Anne Renault. Comme d’habitude, elle a été pensée au gré des propositions émanant des artistes, des spectacles que j’ai pu voir et des fidélités tissées au fil du temps. Sans présupposé au départ, il s’avère que les thématiques se détachent d’elles-mêmes avec évidence, au fur et à mesure que la programmation se construit. Or, comme nous sommes perpétuellement en prise directe avec le monde, je me rends compte qu’elles sont en rapport avec les grandes questions sociétales qui nous traversent. Outre la part belle à la création, qui est habituelle dans Les Élancées, le festival intègre aussi cette année aussi beaucoup de femmes : la création féminine, notamment circassienne, arrive en force, à travers des artistes telles que Fanny Soriano ou Raphaëlle Boitel. 

Que nous dit la création circassienne du monde contemporain ?
À propos des thématiques qui se détachent, nous pouvons évoquer le nécessaire déséquilibre du monde. De nombreuses propositions tournent autour de ce sujet, que ce soit à travers la prise de risque, la chute, ou encore les différentes manières de se relever… Je pense notamment à L’absolu de Boris Gibé, qui est aussi un véritable objet d’art plastique ; mais aussi à Brame de Fanny Soriano, qui traite du déséquilibre de manière littérale autour des portés en hauteur, mais aussi de manière figurée autour du vertige amoureux… Je pense également à Esquive de Gaëtan Levêque, qui propose des figures acrobatiques dans les airs grâce au trampoline. Autre thématique : le rapport au monde, à l’écologie et aux animaux. C’est le prisme d’aujourd’hui, qui s ‘est imposé à nous ! Nous abordons aussi la question de l’illusion, avec le mentaliste Raoul Lambert : comment est-il encore possible aujourd’hui de se faire manipuler, à son insu ? Même si le sujet est traité par le prisme de l’amusement, ça dit des choses. 

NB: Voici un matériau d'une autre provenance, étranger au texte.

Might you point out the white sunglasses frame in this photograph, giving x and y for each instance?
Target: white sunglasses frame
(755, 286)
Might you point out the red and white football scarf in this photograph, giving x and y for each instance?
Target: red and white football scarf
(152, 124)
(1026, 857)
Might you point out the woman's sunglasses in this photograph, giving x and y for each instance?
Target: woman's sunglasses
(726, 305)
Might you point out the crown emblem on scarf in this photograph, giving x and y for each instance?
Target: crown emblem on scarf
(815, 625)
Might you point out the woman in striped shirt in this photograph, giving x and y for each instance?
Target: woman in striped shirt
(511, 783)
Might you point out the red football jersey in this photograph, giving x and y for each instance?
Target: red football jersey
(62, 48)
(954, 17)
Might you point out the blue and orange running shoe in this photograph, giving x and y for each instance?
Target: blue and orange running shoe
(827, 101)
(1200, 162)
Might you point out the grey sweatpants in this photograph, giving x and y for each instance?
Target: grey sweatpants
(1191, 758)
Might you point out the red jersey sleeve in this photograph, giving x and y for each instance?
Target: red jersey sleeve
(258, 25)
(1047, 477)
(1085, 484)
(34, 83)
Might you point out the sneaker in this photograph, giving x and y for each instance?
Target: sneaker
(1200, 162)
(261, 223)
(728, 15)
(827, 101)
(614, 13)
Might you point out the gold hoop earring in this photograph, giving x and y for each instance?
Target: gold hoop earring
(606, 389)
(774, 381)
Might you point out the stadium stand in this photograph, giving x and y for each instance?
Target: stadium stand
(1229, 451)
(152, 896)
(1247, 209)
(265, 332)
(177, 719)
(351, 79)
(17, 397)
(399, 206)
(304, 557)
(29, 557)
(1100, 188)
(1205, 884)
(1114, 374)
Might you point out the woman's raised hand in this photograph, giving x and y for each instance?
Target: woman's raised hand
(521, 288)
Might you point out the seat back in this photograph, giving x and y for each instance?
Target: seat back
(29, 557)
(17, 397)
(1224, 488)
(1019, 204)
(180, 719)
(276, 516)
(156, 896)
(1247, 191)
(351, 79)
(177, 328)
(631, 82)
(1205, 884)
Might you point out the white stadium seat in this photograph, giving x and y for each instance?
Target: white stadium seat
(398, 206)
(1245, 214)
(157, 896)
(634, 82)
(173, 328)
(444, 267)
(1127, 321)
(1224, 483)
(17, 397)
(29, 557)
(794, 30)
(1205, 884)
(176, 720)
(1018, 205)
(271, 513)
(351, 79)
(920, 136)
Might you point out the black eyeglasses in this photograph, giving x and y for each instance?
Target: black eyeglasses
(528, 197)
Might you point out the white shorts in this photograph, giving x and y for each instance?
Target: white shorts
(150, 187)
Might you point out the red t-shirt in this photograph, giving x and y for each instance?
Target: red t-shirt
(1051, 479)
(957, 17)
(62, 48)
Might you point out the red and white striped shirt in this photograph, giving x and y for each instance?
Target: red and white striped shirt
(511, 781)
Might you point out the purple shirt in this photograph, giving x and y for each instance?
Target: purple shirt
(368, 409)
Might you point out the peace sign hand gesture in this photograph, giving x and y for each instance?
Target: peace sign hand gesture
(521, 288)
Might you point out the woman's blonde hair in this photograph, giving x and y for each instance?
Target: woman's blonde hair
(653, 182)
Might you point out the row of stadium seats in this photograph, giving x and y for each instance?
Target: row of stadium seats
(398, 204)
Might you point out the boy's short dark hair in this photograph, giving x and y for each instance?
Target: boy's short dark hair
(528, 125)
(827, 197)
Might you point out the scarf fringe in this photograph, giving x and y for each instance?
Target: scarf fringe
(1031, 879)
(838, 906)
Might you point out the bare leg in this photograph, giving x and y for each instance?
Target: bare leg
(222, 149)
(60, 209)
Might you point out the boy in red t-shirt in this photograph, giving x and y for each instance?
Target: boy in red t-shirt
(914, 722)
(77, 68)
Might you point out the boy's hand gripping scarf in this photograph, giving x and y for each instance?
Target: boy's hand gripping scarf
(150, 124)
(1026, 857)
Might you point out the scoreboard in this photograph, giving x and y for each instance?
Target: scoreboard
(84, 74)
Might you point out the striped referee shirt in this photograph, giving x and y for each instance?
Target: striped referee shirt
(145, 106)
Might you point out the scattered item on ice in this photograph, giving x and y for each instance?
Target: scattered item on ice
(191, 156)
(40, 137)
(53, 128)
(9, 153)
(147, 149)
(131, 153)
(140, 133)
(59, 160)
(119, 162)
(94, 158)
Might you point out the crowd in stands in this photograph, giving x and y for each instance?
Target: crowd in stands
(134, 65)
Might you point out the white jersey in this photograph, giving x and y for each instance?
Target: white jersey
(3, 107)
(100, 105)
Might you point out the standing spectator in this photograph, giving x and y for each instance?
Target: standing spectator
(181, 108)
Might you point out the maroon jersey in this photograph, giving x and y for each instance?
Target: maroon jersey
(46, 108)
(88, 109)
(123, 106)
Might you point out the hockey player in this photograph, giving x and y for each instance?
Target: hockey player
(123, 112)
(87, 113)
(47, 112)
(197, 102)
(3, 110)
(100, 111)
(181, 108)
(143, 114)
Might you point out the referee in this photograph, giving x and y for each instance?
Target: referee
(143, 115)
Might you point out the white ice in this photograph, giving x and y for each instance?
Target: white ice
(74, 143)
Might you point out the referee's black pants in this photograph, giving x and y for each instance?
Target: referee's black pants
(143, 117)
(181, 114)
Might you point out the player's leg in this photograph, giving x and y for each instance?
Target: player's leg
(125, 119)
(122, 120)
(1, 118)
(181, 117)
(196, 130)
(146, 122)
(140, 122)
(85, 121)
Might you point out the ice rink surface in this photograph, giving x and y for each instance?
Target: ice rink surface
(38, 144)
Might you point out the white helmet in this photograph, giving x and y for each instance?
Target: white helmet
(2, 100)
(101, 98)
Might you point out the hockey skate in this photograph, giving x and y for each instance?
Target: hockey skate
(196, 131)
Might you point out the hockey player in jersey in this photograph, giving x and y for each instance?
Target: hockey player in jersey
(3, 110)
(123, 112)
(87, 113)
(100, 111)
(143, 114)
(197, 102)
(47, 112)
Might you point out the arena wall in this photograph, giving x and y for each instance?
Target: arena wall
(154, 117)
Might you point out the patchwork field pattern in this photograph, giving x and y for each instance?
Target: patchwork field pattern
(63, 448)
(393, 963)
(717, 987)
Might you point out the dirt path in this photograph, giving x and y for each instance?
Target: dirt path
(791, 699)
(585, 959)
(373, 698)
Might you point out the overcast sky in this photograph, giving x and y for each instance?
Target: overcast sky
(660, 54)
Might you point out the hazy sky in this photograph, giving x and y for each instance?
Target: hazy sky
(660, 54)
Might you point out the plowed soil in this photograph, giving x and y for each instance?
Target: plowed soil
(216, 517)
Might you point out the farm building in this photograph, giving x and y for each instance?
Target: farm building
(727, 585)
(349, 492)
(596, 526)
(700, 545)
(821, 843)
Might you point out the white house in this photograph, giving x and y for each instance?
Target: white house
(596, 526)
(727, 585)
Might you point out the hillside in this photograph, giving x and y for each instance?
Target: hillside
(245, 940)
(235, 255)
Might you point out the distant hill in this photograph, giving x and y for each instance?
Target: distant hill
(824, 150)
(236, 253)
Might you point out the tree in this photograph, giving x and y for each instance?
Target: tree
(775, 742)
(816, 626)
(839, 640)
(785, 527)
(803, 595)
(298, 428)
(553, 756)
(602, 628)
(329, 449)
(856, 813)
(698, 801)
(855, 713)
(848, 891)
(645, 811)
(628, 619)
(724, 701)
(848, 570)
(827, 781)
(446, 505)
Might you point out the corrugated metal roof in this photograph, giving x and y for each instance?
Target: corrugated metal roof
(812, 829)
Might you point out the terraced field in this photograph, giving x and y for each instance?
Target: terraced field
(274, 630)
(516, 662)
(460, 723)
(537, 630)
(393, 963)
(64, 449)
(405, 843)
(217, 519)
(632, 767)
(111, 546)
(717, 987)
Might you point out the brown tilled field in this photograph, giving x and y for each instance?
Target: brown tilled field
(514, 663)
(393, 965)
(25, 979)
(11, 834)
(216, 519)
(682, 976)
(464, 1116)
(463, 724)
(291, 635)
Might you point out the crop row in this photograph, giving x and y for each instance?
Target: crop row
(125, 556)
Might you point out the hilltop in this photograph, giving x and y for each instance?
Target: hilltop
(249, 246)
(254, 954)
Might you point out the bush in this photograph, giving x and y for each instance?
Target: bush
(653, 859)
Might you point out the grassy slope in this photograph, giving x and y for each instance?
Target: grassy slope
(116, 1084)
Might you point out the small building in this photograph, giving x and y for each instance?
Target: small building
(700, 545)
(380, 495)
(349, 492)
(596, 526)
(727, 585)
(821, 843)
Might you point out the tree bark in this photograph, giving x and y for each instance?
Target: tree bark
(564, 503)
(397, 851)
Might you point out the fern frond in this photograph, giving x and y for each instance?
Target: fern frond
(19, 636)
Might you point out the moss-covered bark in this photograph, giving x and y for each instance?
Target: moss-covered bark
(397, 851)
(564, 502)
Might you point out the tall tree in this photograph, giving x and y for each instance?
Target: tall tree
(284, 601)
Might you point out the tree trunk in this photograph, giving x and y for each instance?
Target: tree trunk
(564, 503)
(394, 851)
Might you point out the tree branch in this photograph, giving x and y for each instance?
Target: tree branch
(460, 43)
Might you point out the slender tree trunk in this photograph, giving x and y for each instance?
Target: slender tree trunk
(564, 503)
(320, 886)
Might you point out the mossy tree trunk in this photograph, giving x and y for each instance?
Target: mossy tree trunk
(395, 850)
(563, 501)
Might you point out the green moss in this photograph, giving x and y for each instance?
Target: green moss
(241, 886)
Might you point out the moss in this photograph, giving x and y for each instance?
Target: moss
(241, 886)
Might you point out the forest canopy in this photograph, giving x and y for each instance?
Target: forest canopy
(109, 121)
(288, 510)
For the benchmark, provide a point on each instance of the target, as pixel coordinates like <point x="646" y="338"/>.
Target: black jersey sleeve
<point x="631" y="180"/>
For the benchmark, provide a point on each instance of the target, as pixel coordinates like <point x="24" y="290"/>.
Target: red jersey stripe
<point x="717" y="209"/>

Nous retrouvons aussi Kader Attou, accueilli en résidence longue à Scènes et Cinés.
Le chorégraphe est en effet associé à Scènes et Cinés pour trois ans. Avec Prélude, il a créé une pièce tout terrain, qui sera jouée en extérieur à Grans. Nous poursuivons notre partenariat vers une nouvelle création en 2023, axée jeune public cette fois. D’autres créations sont prévues pour 2024, autour de la thématique méditerranéenne. Kader Attous’implante de manière plus évidente en région Sud, entre Marseille et l’étang de Berre. Il nourrit de fortes envies de développement, de formation et de transmission. Nul doute qu’il va compter dans le paysage local très rapidement. 

Quelles modalités sont pensées pour accueillir au mieux le public ?  

Ce temps festivalier nous permet de brasser un public vraiment différent. Il s’agit d’un temps ancré dans le paysage local. La diversité est là, la plupart des spectacles sont accessibles au tarif Élancées – soit cinq euros la place – pour permettre l’accès au plus grand nombre. Tout un volet d’actions pédagogiques se déroule en parallèle des spectacles : les artistes sont systématiquement présents dans les classes, afin que les enfants deviennent ambassadeurs et ramènent leurs parents aux spectacles ! Nous mettons aussi cette année en place une colonie pour des jeunes spectateurs, qui vont vivre l’expérience en étant accompagnés. L’après Covid est plutôt positif. La fréquentation des salles est bonne, les enseignants sont preneurs de nos propositions…  J’espère que le festival pourra bénéficier de ce regain d’envie au cœur de l’hiver.